Of course, that is not a guarantee that the same pattern will hold for today’s American Jewish young adults, who by many accounts seem to be more critical of Israel and more willing to voice their criticism publicly than earlier generations of American Jews. Judging against the frame of Waxman’s and others’ work, I’m not sure I believe it. It may be that young adults in every generation have been more willing to express criticism of Israel than their elders, and they become more circumspect as they age, or that social media have made it more possible for critical messages about Israel to gain attention. I am also unconvinced by the common narrative about the threat to Jewish and pro-Israel students on American college campuses. Although there have been many disturbing, high-profile incidents that have been widely reported, surveys of college students reveal levels of perceived antisemitism not significantly different than those reported by American Jews in general, and levels of anti-Zionism that suggest most students on campus don’t want to be bothered by partisan advocates on either side of the Israeli-Palestinian conflict; there are campuses that are truly hostile to pro-Israel students, but systematic assessment of the views of students is that these are the exception, not the rule.

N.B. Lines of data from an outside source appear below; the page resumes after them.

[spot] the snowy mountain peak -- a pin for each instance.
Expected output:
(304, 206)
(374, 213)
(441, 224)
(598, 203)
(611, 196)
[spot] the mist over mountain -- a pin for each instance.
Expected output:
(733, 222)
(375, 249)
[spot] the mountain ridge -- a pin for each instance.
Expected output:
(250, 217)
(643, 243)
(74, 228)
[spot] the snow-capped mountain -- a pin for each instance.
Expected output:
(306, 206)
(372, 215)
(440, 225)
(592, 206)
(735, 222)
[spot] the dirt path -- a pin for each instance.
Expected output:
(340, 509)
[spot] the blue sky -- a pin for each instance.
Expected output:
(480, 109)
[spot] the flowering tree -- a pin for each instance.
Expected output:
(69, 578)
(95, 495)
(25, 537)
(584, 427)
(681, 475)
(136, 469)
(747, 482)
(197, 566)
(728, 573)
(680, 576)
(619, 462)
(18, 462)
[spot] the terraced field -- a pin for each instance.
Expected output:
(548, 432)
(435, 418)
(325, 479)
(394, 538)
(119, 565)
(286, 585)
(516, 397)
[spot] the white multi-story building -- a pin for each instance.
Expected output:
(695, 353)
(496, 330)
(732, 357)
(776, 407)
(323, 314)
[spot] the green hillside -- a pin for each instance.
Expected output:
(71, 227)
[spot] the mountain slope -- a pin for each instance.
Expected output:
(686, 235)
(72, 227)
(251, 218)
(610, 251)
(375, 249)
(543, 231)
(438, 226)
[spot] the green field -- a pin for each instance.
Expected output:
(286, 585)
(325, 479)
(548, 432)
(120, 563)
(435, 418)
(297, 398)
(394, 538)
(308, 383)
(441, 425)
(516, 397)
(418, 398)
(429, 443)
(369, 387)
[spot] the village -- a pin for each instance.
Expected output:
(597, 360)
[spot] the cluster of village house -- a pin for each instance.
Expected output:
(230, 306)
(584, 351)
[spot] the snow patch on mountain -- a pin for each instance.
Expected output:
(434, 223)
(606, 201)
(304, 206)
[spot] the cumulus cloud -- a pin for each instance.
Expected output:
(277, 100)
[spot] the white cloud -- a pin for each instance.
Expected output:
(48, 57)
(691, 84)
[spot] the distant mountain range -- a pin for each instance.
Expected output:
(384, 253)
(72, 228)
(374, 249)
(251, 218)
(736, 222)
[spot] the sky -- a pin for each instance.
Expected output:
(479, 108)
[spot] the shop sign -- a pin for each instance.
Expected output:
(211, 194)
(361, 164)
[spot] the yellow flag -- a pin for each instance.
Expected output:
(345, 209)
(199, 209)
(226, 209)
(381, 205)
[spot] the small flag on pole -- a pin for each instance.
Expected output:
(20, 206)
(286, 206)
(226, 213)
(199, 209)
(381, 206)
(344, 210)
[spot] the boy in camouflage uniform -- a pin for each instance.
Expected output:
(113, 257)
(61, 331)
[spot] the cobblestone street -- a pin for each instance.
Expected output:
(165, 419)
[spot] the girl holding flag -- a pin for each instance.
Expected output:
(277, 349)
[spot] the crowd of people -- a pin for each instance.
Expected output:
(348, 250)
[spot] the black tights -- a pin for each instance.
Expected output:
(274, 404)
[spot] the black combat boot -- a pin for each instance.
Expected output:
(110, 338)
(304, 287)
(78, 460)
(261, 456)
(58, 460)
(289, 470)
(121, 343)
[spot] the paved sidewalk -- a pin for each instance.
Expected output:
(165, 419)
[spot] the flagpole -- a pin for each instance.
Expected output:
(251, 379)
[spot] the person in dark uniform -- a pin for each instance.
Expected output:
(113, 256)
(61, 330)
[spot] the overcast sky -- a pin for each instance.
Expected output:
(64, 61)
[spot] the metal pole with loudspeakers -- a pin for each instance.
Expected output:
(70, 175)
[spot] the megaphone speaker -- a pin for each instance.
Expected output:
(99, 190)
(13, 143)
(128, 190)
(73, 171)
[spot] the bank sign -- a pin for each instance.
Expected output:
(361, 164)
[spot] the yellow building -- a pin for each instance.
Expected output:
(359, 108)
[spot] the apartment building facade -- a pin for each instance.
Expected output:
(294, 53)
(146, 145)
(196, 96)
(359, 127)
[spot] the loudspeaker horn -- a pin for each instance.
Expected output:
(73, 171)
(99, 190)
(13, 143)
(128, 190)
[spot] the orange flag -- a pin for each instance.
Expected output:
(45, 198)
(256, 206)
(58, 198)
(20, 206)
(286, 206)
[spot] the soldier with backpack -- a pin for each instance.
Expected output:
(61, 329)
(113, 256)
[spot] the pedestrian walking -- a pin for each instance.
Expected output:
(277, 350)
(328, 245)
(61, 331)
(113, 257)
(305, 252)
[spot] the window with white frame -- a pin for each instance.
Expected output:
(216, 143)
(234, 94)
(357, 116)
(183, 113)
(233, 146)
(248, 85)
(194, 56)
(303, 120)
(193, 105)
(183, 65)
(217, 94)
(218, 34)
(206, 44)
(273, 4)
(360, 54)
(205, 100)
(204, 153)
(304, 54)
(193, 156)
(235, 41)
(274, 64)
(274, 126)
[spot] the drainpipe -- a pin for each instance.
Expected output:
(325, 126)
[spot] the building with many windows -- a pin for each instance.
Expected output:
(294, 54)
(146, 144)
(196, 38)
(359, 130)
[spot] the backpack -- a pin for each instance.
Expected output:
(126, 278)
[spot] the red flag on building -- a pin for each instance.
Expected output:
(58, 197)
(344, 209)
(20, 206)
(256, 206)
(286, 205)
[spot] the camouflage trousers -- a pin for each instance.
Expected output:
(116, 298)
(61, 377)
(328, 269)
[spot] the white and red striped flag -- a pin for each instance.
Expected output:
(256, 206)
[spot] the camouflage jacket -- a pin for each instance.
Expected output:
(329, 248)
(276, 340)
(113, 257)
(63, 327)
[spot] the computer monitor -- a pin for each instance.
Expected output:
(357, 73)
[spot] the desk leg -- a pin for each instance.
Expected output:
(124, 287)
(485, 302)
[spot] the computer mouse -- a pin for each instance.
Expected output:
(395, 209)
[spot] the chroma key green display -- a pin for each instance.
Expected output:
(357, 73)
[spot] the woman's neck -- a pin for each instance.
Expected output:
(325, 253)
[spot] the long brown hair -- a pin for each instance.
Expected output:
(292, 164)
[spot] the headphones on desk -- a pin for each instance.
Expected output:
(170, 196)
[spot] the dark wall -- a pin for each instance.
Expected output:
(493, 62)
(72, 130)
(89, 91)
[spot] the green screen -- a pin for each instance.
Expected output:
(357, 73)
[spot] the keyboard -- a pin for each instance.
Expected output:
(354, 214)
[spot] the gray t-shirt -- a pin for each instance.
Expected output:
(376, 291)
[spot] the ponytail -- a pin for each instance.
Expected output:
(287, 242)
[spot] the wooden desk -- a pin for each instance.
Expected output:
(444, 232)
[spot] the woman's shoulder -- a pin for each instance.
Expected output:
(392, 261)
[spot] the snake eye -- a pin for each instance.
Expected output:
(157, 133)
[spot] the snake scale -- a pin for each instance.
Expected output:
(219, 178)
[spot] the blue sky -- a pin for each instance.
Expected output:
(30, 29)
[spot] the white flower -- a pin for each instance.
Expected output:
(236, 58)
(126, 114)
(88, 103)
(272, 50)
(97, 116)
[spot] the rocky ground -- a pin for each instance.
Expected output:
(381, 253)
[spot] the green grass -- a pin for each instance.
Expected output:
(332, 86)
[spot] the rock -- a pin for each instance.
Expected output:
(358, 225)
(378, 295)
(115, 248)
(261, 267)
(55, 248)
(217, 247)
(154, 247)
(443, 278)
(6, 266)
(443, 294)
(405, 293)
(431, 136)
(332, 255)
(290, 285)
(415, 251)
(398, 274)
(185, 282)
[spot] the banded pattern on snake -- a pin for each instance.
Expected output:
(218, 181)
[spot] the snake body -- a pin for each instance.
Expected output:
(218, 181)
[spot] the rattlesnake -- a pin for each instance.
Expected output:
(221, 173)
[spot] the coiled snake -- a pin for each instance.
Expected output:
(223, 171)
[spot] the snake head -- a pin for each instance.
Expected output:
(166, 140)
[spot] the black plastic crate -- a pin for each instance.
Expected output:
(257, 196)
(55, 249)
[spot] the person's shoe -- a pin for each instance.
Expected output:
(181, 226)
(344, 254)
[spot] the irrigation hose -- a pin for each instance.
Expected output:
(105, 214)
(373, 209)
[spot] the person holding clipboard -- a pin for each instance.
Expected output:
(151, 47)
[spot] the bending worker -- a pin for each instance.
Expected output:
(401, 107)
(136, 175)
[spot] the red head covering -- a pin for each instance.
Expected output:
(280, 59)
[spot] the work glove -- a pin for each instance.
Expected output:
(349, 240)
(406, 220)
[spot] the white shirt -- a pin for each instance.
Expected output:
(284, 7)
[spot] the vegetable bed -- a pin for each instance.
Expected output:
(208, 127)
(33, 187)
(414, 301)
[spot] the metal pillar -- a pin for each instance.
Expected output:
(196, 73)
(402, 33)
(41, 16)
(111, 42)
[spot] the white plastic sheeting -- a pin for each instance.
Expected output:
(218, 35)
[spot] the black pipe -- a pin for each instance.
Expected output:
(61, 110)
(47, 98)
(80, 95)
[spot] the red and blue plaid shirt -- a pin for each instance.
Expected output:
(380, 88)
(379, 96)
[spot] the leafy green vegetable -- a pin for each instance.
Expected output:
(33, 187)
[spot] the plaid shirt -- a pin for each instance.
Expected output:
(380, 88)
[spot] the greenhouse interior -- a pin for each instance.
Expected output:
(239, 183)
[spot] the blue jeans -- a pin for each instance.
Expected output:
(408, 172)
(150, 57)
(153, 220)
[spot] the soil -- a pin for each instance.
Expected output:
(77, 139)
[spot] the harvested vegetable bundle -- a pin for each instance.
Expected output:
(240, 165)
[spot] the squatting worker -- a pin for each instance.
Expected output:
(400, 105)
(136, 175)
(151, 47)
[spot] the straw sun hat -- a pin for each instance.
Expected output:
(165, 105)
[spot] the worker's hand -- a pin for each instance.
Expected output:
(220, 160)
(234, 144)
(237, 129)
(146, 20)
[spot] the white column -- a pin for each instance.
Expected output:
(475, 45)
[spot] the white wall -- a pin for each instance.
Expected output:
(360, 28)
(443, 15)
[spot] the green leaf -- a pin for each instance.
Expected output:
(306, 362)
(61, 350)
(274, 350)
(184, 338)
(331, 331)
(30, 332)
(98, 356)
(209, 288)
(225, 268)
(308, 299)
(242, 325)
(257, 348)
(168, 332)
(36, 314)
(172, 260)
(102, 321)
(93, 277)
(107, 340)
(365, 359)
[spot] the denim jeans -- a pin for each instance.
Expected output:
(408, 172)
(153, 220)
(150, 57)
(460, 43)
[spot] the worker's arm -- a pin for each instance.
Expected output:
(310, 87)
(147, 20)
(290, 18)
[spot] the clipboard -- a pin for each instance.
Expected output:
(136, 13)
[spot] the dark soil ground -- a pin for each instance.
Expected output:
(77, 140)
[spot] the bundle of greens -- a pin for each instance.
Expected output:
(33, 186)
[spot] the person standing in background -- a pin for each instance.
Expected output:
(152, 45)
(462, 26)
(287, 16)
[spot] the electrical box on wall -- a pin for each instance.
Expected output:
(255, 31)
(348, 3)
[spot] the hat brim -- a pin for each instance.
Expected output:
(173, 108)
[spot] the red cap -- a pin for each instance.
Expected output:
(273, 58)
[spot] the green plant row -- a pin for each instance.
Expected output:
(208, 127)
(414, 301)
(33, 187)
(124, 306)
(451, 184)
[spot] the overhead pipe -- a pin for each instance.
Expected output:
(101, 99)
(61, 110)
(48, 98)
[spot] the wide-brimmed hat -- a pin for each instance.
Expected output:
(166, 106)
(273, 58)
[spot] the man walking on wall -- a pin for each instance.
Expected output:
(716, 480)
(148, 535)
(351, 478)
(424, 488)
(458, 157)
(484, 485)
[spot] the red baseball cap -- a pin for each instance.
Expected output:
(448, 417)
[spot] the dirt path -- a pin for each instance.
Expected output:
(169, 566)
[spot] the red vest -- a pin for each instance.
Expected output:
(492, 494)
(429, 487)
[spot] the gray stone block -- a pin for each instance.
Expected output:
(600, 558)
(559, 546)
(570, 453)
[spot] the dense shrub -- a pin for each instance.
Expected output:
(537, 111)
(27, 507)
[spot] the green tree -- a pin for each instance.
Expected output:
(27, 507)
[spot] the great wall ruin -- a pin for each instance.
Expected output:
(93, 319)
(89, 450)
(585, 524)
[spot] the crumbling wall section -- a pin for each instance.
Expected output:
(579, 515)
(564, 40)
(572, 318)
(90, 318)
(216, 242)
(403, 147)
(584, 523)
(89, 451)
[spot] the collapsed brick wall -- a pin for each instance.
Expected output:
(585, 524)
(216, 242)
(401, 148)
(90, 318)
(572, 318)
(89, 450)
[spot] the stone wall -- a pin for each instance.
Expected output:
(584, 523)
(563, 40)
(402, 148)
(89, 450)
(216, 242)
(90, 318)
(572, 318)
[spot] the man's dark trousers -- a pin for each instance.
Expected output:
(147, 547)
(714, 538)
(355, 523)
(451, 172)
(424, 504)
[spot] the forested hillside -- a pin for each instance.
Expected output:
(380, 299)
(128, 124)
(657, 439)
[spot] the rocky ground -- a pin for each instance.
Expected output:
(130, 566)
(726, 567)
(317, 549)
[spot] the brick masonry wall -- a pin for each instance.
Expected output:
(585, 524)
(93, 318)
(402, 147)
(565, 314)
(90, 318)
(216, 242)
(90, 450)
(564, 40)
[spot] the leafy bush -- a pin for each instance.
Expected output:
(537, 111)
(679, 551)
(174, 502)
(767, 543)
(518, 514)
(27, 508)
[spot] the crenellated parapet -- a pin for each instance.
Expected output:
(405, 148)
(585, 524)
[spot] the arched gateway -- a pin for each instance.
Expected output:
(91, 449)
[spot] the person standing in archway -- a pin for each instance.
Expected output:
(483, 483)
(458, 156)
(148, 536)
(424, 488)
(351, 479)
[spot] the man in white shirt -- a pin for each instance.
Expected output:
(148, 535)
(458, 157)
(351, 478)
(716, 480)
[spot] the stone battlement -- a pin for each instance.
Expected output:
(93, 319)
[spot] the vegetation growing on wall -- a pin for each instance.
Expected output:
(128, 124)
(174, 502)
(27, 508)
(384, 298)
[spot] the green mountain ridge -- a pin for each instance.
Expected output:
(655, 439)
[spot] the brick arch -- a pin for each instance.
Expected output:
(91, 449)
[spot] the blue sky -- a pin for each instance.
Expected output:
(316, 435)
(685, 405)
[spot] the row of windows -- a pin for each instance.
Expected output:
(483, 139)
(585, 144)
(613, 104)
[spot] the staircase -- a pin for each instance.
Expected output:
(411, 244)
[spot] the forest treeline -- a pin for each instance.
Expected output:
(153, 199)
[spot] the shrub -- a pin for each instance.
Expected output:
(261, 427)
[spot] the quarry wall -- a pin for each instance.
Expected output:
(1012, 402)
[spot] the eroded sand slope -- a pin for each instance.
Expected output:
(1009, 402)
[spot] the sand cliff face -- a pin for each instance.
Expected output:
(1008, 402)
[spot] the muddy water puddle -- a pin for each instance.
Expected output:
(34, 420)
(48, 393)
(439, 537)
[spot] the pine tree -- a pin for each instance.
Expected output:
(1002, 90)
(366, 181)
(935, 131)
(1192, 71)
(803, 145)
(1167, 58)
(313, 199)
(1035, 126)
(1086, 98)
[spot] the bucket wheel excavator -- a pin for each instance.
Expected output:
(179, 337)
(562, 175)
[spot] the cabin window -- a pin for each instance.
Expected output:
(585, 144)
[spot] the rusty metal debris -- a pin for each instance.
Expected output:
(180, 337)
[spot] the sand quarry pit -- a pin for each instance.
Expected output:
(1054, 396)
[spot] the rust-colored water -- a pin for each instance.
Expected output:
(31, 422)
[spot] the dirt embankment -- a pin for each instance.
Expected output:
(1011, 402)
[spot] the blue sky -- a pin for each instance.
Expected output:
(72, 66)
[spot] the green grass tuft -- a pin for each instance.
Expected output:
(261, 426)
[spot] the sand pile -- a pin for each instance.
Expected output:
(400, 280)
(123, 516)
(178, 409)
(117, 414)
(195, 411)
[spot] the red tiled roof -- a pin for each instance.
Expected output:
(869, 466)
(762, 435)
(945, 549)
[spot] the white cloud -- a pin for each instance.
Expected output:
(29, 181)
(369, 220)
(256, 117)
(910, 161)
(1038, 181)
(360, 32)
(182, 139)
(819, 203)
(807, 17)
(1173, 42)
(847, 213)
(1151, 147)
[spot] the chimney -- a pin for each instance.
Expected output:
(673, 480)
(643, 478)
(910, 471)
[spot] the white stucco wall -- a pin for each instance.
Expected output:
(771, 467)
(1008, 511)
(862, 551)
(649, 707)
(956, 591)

The pattern of growing connection to Israel as American Jews age also does not mean that we can expect young adult Jews to stifle their criticism of Israel. Criticism doesn’t inherently mean disconnection. Many Jews who are critical of Israel view their criticism more along the lines of true friends telling each other when their behavior is unacceptable (and fulfillment of the Talmud’s instructions on delivering rebuke; Arakhin 16b), in the hope that the criticism will lead to a behavioral correction. Israelis themselves are notoriously critical of the Israeli government even when they support its actions; their criticism does not make them enemies of Israel or the Jewish people. In a healthy society, people are free to criticize the government and denounce actions it takes in their names that are abhorrent to them – even if we think their criticism is foolish. Healthy societies not only tolerate criticism, they welcome it and use it to improve themselves and make themselves more equitable.
But instead of tolerating criticism, too often, we attempt to stifle it. If we insist on telling young adults that their critical views on Israel have no place in Jewish communal discourse, we should not be surprised if they take us at our word and decide to have nothing to do with the Jewish community as we define it. It is a difficult task to hear criticism about our community and people we love, but if we want today’s Jewish young adults who are critical of Israel to grow into tomorrow’s stalwart supporters of Israel, we cannot reject their criticism out of hand. We have to have the courage to listen to their critique, accept that at least some of it may be true, and respond accordingly.
Matthew Boxer is an assistant research professor at Brandeis University.